Nous constatons que dans le cas des groupes respectant la phylogénie, l'ANOVA
a une erreur de type I très forte dans toutes les simulations.
Pour l'expliquer nous avons deux interprétations principales.
Tout d'abord, l'ANOVA suppose des observations indépendantes et identiquement
distribuées et les en accord avec la phylogénie ne respectent pas cette
hypothèse.
De plus, n'ayant pas l'information de la dérive génétique
sous-jacente, elle ne peut pas différencier ce qui est dû à la dérive et à de
vraies différences entre les groupes.
C'est la raison de son fort de taux de faux-positifs pour les
groupes qui respectent la structure phylogénétique.
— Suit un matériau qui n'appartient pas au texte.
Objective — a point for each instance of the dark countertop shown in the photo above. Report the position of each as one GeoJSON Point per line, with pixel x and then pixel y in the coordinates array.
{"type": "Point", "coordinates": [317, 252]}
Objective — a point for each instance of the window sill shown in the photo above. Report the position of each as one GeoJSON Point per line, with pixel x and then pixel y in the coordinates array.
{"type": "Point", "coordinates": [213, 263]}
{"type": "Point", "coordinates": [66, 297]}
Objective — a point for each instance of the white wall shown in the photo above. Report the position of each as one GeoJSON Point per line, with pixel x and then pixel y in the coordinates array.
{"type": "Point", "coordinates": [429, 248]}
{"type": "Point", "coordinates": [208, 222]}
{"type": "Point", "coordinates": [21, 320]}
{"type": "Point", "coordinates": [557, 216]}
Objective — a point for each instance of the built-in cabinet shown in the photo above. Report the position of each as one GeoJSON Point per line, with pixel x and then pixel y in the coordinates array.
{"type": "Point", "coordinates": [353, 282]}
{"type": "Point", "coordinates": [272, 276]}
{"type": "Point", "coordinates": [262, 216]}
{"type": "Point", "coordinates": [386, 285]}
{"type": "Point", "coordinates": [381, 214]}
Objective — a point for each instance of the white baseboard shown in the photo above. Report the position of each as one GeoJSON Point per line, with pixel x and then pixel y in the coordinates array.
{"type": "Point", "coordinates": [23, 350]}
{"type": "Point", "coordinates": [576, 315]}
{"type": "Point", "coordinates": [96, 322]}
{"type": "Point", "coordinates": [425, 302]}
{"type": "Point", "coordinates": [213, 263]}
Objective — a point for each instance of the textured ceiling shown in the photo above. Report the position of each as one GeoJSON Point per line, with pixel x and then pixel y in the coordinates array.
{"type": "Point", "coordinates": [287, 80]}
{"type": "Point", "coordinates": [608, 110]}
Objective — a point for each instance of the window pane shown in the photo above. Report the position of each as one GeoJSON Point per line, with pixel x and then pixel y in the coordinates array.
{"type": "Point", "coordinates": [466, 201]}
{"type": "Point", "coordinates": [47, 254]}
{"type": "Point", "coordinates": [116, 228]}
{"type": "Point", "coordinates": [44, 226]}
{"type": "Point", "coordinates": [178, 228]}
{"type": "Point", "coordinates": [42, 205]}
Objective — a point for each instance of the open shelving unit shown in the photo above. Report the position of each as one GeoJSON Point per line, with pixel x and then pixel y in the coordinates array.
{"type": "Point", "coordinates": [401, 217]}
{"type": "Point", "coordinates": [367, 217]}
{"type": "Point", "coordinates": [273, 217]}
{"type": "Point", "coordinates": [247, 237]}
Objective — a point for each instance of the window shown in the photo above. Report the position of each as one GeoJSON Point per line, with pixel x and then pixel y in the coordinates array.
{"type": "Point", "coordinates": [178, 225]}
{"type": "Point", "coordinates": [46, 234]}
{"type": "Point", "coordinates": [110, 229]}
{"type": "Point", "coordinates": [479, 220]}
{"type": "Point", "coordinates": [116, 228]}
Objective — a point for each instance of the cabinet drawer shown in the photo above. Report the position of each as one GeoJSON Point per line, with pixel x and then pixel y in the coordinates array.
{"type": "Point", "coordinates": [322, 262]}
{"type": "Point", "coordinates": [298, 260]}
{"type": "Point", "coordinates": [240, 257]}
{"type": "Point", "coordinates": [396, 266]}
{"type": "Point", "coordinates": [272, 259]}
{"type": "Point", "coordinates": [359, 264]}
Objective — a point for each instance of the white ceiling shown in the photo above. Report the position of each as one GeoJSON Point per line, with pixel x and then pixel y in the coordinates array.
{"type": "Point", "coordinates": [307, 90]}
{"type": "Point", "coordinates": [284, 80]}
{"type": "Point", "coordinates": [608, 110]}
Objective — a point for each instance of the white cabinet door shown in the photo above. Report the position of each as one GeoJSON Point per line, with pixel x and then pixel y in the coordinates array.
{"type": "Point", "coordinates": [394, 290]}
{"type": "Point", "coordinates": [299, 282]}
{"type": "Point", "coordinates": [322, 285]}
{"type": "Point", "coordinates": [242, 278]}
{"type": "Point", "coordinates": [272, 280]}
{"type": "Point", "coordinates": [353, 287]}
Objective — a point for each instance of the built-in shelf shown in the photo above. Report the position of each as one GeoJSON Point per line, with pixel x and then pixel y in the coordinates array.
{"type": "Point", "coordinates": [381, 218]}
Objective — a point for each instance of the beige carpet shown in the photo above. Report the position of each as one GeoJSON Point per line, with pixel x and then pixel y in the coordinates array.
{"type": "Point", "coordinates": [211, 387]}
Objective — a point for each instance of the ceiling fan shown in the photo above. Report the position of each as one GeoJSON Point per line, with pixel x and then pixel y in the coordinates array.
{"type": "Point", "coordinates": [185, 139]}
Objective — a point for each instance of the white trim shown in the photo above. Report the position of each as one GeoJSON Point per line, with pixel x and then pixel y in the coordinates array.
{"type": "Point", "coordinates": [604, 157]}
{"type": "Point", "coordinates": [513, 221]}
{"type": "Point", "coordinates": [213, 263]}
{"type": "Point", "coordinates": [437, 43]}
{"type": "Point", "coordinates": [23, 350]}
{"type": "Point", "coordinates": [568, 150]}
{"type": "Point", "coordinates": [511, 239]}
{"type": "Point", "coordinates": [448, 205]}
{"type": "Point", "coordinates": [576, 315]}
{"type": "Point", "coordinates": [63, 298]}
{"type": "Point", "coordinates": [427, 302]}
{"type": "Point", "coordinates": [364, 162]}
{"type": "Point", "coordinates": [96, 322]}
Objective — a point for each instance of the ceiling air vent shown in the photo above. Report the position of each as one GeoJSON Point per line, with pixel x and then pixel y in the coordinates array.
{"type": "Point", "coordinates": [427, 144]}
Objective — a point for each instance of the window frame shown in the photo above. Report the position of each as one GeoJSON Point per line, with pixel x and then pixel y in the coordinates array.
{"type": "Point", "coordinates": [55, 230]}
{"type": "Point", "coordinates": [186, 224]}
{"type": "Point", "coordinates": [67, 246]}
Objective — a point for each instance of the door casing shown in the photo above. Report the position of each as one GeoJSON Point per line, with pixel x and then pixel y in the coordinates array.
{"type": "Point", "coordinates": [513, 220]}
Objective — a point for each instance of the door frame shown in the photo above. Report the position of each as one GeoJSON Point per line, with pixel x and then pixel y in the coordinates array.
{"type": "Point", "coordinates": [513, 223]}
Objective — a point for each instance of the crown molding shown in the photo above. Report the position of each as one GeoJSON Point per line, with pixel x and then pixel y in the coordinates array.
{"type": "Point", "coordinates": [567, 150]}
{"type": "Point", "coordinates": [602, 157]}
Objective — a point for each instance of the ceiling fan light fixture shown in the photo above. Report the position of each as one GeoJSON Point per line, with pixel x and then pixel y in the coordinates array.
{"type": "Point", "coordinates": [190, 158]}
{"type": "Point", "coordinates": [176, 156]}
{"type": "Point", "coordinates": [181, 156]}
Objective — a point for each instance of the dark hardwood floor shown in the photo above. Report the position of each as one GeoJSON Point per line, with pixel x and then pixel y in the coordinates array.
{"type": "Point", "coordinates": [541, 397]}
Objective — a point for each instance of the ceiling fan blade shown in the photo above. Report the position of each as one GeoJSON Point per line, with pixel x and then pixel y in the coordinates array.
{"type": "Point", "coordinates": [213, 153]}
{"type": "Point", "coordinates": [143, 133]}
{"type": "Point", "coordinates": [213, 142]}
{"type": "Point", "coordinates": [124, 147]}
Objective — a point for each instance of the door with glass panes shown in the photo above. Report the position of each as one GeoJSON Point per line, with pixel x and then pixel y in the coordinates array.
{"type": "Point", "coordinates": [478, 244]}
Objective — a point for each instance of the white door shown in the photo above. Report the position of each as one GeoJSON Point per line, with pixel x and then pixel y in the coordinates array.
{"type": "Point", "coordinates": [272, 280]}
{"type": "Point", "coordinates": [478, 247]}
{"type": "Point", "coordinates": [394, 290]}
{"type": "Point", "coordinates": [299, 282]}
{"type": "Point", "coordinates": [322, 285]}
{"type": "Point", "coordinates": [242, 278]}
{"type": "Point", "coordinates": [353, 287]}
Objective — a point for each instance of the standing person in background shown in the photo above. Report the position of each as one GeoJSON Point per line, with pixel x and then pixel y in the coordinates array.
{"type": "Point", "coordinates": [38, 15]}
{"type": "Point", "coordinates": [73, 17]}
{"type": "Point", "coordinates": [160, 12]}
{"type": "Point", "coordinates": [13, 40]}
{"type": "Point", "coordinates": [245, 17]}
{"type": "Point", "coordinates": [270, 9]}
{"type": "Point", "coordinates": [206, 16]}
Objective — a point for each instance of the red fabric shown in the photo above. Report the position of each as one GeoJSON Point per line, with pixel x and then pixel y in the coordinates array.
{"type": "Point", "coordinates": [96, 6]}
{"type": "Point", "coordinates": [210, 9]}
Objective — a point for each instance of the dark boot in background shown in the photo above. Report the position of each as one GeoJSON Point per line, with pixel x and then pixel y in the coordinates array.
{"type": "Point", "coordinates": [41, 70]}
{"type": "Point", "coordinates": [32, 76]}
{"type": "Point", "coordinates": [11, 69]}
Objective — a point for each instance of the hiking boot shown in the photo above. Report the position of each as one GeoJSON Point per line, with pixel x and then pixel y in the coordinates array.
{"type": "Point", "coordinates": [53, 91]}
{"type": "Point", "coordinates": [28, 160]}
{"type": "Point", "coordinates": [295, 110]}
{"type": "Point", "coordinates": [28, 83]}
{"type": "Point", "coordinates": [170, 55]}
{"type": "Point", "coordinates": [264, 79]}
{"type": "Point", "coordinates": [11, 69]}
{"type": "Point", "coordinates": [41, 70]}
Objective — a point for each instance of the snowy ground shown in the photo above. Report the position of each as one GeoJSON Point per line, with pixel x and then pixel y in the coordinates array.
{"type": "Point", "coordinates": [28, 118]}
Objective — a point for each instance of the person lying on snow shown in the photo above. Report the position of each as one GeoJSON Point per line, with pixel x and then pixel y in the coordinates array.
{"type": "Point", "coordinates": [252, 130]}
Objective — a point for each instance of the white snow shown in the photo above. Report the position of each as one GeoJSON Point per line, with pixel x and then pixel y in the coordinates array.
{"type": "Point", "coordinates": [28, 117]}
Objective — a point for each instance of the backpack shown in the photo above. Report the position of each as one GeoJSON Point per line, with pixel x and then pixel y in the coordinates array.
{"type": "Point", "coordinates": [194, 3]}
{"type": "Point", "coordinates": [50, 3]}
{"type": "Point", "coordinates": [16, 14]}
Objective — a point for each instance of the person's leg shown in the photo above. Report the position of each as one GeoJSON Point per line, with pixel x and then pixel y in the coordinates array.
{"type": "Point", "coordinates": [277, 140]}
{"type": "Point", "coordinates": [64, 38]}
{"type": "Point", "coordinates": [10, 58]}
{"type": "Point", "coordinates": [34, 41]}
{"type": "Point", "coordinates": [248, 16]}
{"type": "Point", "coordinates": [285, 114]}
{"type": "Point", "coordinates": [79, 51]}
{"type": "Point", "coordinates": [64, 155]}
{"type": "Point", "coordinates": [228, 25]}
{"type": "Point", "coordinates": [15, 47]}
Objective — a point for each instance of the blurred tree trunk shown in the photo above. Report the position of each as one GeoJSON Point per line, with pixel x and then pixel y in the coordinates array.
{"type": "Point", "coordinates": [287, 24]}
Par exemple, deux clades peuvent être éloignés à cause de leur éloignement
temporel. L'oubli de la structure peut suggérer de mettre un saut alors que cet
éloignement est seulement dû à la dérive.
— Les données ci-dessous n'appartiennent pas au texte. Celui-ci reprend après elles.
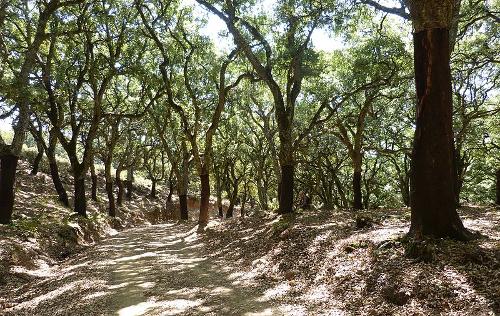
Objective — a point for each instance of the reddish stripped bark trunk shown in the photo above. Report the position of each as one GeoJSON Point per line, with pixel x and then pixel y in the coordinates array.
{"type": "Point", "coordinates": [433, 209]}
{"type": "Point", "coordinates": [8, 165]}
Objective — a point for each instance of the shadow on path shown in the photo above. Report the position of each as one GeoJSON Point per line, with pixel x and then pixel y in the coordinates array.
{"type": "Point", "coordinates": [157, 270]}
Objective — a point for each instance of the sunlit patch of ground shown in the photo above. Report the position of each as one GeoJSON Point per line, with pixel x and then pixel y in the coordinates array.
{"type": "Point", "coordinates": [315, 263]}
{"type": "Point", "coordinates": [320, 261]}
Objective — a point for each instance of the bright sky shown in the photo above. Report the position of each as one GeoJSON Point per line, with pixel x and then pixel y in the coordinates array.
{"type": "Point", "coordinates": [321, 39]}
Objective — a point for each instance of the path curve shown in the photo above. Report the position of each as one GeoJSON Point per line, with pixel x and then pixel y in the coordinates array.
{"type": "Point", "coordinates": [156, 270]}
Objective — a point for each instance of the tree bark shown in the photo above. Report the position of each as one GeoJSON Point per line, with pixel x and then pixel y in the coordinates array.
{"type": "Point", "coordinates": [119, 184]}
{"type": "Point", "coordinates": [498, 187]}
{"type": "Point", "coordinates": [170, 189]}
{"type": "Point", "coordinates": [218, 188]}
{"type": "Point", "coordinates": [433, 209]}
{"type": "Point", "coordinates": [130, 184]}
{"type": "Point", "coordinates": [54, 169]}
{"type": "Point", "coordinates": [356, 185]}
{"type": "Point", "coordinates": [109, 187]}
{"type": "Point", "coordinates": [38, 159]}
{"type": "Point", "coordinates": [183, 207]}
{"type": "Point", "coordinates": [93, 177]}
{"type": "Point", "coordinates": [153, 189]}
{"type": "Point", "coordinates": [8, 165]}
{"type": "Point", "coordinates": [286, 189]}
{"type": "Point", "coordinates": [205, 199]}
{"type": "Point", "coordinates": [56, 179]}
{"type": "Point", "coordinates": [79, 194]}
{"type": "Point", "coordinates": [111, 199]}
{"type": "Point", "coordinates": [232, 200]}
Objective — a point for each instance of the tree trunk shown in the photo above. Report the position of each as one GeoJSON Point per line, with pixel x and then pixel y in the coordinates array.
{"type": "Point", "coordinates": [111, 199]}
{"type": "Point", "coordinates": [119, 184]}
{"type": "Point", "coordinates": [218, 188]}
{"type": "Point", "coordinates": [498, 187]}
{"type": "Point", "coordinates": [79, 194]}
{"type": "Point", "coordinates": [8, 165]}
{"type": "Point", "coordinates": [170, 185]}
{"type": "Point", "coordinates": [130, 184]}
{"type": "Point", "coordinates": [232, 200]}
{"type": "Point", "coordinates": [109, 187]}
{"type": "Point", "coordinates": [433, 209]}
{"type": "Point", "coordinates": [153, 189]}
{"type": "Point", "coordinates": [38, 159]}
{"type": "Point", "coordinates": [93, 176]}
{"type": "Point", "coordinates": [183, 206]}
{"type": "Point", "coordinates": [56, 179]}
{"type": "Point", "coordinates": [205, 198]}
{"type": "Point", "coordinates": [356, 185]}
{"type": "Point", "coordinates": [170, 191]}
{"type": "Point", "coordinates": [286, 189]}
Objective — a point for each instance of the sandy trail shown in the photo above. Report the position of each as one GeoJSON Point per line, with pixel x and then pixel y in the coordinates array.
{"type": "Point", "coordinates": [157, 270]}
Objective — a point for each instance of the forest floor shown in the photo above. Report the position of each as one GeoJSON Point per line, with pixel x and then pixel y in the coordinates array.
{"type": "Point", "coordinates": [313, 263]}
{"type": "Point", "coordinates": [317, 262]}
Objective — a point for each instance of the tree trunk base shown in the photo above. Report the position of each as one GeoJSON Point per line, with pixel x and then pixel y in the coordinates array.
{"type": "Point", "coordinates": [205, 200]}
{"type": "Point", "coordinates": [183, 207]}
{"type": "Point", "coordinates": [286, 190]}
{"type": "Point", "coordinates": [8, 166]}
{"type": "Point", "coordinates": [80, 199]}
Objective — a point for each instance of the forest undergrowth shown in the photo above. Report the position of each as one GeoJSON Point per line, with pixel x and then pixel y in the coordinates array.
{"type": "Point", "coordinates": [333, 262]}
{"type": "Point", "coordinates": [44, 232]}
{"type": "Point", "coordinates": [314, 262]}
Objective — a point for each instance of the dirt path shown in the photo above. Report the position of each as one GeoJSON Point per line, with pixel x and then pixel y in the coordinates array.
{"type": "Point", "coordinates": [157, 270]}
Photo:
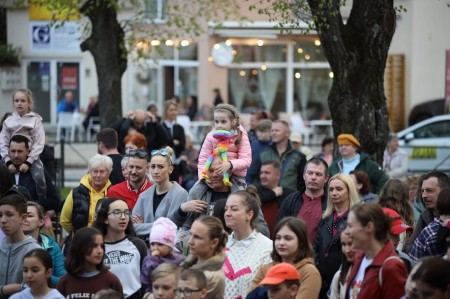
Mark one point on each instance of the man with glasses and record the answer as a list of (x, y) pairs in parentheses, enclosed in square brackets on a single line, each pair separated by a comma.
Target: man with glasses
[(192, 284), (137, 182), (430, 186), (107, 145), (309, 203)]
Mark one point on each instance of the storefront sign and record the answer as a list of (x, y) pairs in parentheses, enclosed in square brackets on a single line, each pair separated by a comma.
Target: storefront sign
[(46, 38), (69, 78)]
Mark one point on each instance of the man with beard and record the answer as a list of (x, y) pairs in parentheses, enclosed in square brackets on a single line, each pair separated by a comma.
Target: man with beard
[(430, 187), (428, 243), (137, 181), (308, 203)]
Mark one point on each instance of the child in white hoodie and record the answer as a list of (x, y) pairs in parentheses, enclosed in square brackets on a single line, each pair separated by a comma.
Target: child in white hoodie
[(25, 122)]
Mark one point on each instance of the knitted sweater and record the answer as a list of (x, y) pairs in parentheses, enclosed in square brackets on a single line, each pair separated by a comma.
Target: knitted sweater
[(30, 126), (243, 259), (213, 269)]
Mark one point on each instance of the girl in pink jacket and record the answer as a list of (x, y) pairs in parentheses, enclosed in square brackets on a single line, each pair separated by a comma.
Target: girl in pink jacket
[(229, 140), (25, 122)]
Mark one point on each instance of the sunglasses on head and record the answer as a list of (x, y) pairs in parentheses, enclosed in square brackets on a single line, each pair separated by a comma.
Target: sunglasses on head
[(162, 152), (137, 153)]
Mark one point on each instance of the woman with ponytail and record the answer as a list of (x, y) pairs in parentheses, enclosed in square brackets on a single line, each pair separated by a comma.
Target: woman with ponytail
[(246, 249), (206, 245)]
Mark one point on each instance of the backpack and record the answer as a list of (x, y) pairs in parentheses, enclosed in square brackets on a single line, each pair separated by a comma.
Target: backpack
[(380, 273)]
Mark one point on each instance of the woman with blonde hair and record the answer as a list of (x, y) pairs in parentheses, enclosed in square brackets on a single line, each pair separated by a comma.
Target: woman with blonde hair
[(207, 243), (247, 249), (342, 195), (79, 208), (163, 198)]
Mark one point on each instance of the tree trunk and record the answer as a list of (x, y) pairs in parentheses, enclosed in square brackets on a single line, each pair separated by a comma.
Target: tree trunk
[(107, 45), (357, 52)]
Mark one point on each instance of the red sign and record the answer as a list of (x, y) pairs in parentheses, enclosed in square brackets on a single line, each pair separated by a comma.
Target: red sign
[(69, 78), (447, 81)]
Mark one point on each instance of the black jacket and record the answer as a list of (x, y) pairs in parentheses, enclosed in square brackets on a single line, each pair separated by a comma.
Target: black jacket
[(327, 249), (293, 202)]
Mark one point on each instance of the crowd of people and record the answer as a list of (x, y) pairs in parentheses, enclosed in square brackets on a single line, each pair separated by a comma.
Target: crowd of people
[(252, 214)]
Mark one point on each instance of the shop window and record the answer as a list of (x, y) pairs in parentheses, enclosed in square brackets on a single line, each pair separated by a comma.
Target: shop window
[(309, 50), (264, 53), (311, 88), (254, 89)]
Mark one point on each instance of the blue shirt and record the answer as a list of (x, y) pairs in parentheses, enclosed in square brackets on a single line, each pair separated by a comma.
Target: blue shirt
[(63, 106), (426, 243)]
Pour les autres méthodes, elles ont toutes tendances à avoir de forts taux de
faux-positifs, exceptée l'ANOVA phylogénétique REML avec approximation de
Satterthwaite qui respectent le seuil de 5\% dans toutes nos conditions.
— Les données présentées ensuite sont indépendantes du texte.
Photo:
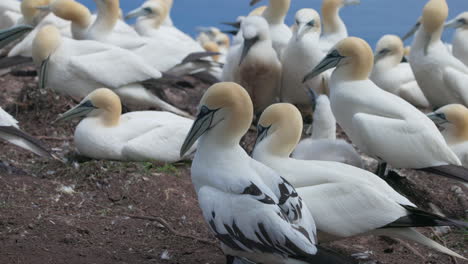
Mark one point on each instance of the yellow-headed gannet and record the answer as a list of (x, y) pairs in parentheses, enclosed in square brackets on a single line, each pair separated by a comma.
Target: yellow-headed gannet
[(254, 64), (255, 213), (379, 123), (134, 136), (348, 201), (392, 75), (76, 68), (334, 29), (441, 76)]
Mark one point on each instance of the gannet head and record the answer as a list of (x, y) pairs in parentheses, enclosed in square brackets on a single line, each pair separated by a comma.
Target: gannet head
[(352, 56), (279, 129), (389, 46), (70, 10), (254, 29), (225, 111), (156, 10), (102, 102), (307, 20), (454, 114), (32, 15), (461, 21)]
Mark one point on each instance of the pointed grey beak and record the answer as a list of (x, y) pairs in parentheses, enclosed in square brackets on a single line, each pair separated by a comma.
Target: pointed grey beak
[(248, 44), (80, 110), (411, 32), (438, 118), (330, 61), (11, 34), (203, 123), (254, 2), (137, 13), (43, 73)]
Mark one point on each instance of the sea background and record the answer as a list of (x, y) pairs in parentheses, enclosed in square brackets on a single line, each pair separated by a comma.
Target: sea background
[(370, 20)]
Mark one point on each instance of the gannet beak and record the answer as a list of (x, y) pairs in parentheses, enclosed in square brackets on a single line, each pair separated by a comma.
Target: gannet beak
[(330, 61), (254, 2), (11, 34), (137, 13), (82, 109), (438, 118), (455, 23), (43, 73), (203, 123), (411, 32), (248, 43), (262, 133), (232, 24)]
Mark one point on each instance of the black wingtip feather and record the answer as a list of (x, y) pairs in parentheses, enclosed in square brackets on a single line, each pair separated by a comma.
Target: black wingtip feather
[(450, 171)]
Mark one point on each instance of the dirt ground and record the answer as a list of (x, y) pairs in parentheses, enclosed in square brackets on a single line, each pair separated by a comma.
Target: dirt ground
[(101, 212)]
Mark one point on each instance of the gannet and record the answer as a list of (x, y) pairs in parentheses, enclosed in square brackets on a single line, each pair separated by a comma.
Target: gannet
[(334, 29), (392, 75), (76, 68), (135, 136), (323, 144), (302, 54), (275, 14), (255, 213), (454, 120), (10, 132), (379, 123), (440, 75), (348, 201), (254, 64), (459, 48)]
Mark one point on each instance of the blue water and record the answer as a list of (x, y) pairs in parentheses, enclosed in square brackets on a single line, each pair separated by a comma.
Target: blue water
[(369, 20)]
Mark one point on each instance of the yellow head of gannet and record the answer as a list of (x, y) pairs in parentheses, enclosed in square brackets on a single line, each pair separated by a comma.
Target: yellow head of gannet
[(102, 102), (32, 15), (461, 21), (352, 57), (455, 114), (70, 10), (283, 124), (307, 20), (391, 47), (158, 11), (225, 108)]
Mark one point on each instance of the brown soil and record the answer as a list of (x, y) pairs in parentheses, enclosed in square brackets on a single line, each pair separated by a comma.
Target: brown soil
[(143, 212)]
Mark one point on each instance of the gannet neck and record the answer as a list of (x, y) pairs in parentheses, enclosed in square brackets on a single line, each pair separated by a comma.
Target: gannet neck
[(46, 42), (32, 16), (284, 124), (276, 11), (332, 22), (359, 59), (78, 14), (108, 16), (109, 103)]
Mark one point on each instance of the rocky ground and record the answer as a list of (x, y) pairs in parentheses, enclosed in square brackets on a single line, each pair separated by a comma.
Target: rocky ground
[(87, 211)]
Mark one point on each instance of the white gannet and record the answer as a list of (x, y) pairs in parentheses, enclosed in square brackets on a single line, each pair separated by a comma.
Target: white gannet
[(454, 120), (10, 132), (323, 144), (134, 136), (334, 29), (441, 76), (275, 14), (379, 123), (302, 54), (254, 64), (348, 201), (459, 47), (255, 213), (76, 68), (392, 75)]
Nous remarquons qu'en général, plus l'héritabilité augmente et plus les méthodes incluant
l'information phylogénétique contrôle l'erreur de première espèce.
% DONE Important de préciser qu'il faut contrôler l'erreur de type I car les
% manips coûtent très cher.
\paragraph*{Importance de l'erreur de type I} Nous insistons particulièrement
sur le contrôle de l'erreur de type I, car dans
le cadre des analyses de données transcriptomiques cette phase d'analyse
statistique permet d'identifier des gènes différentiellement exprimés et pouvant
donc potentiellement intervenir dans des réseaux de gènes d'intérêt.
Une fois les gènes identifiés il faut faire des expériences qui sont
particulièrement onéreuses et donc on ne souhaite pas faire des expériences
"pour rien".
\paragraph*{Analyse des puissances} Le revers de la médaille se fait sentir sur
les puissances. La méthode d'ANOVA phylogénétique REML avec approximation de
Sattertwhaite, a les puissances les plus faibles de toutes les méthodes, ce qui
fait sens, étant plus conservatrice elle sélectionne moins.
Et nous observons donc que les méthodes avec les puissances les plus fortes sont
le LRT et l'ANOVA.
\paragraph*{REML vs Maximum Likelihood (ML)} D'après nos simulations, les
méthodes utilisant le REML contrôle toujours mieux
l'erreur de première espèce que les méthodes utilisant le maximum de
vraisemblance. Les paramètres de variance étant mieux estimés dans ce cas, ce
résultat est cohérent avec les résultats classiques sur le REML.
Mais à cause de ce meilleur contrôle, les méthodes REML ont donc des puissances
plus faible, comme décrit plus haut.
\subsubsection*{Analyse pour les groupes choisis}
Nous analysons ici les groupes sélectionnés pour ne pas respecter la phylogénie.
Ils correspondent aux barres de couleurs bleues sur la
figure~\ref{fig:simus-results}
\paragraph*{Analyse des erreurs de type I}
Toutes les erreurs de types sont proches d'être sous la barre des 5\%. Les
méthodes qui ne sont pas sous les 5\% sont l'ANOVA et le LRT\footnote{Ainsi que
pour les valeurs d'héritabilité de $h = 0.7$ et $h=0.9$ l'ANOVA phylogénétique
et l'ANOVA phylogénétique avec approximation de Satterthwaite, qui sont
légèrement au-dessus. Un point intéressant à remarquer est que leurs
contreparties utilisant le REML ne présentent pas ces problèmes.}.
Cela indique peut-être que malgré notre sélection que nous avons souhaité
la plus aléatoire possible\footnote{Cela en respectant la contrainte de ne pas
séparer les individus d'une même espèce.}, nous n'avons peut-être pas
cassé toute la structure phylogénétique existante. Il faudrait investiguer avec
d'autres simulations.
\paragraph*{Analyse des puissances}
Comme l'on pouvait s'y attendre cette fois-ci toutes les puissances sont
relativement élevées. Nous remarquons que la méthode la plus puissante est
l'ANOVA phylogénétique REML avec approximation de Satterthwaite.
Aux vues du doute émis au paragraphe précédent cela pourrait être dû à la
persistance d'une structure phylogénétique.
\paragraph*{REML vs Maximum Likelihood (ML)}
Ici aussi les méthodes REML contrôlent mieux l'erreur de type I mais fait
intéressant elles obtiennent aussi de meilleures puissances. Cela pourrait être
dû au fait que leur estimation de la variance est meilleure.